VLBI Reconstruction Dataset

http://vlbiimaging.csail.mit.edu/

Welcome to the VLBI Reconstruction Dataset!

The goal of this website is to provide a testbed for developing new VLBI reconstruction algorithms. By supplying a large set of easy to understand training and testing data, we hope to make the problem more accessible to those less familiar with the VLBI field. Specifically, this website contains a:

• Large set of synthetic training data for many different VLBI arrays and targets
• Set of real data measurements provided in the same standard format
• Standardized data set for testing VLBI Image Reconstruction Algorithms
• Online quantitative evaluation of algorithm performance on simulated testing data
• Qualitative comparison of algorithm performance on the reconstruction of real data
• Online form to easily simulate realistic data using your own image and telescope parameters

What is VLBI Imaging?

Imaging distant celestial sources with high resolving power requires telescopes with prohibitively large diameters due to the inverse relationship between angular resolution and telescope diameter. However, by simultaneously collecting data from an array of telescopes located around the Earth, it is possible to emulate samples from a single telescope with a diameter equal to the maximum distance between telescopes in the array. Using multiple telescopes in this manner is referred to as very long baseline interferometry (VLBI).
Reconstructing an image using VLBI measurements is an ill-posed problem, and as such each there are an infinite number of possible images that explain the data. The challenge is to find an explanation that respects these prior assumptions while still satisfying the observed data. The goal of this website to aid in the process of developing these algorithms as well as evaluate their performance.

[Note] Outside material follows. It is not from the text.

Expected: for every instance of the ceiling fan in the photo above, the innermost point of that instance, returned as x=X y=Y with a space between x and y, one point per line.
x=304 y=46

The ongoing international effort to create an Event Horizon Telescope capable of imaging the enviroment around a black hole’s event horizon calls for the use of VLBI reconstruction algorithms. The angular resolution necessary for these measurements requires overcoming many challenges, all of which make image reconstruction more difficult. For instance, at the mm/sub-mm wavelengths being observed, rapidly varying inhomogeneities in the atmosphere introduce additional measurement errors. Robust algorithms that are able to reconstruct images in this fine angular resolution regime are essential for scientific progress.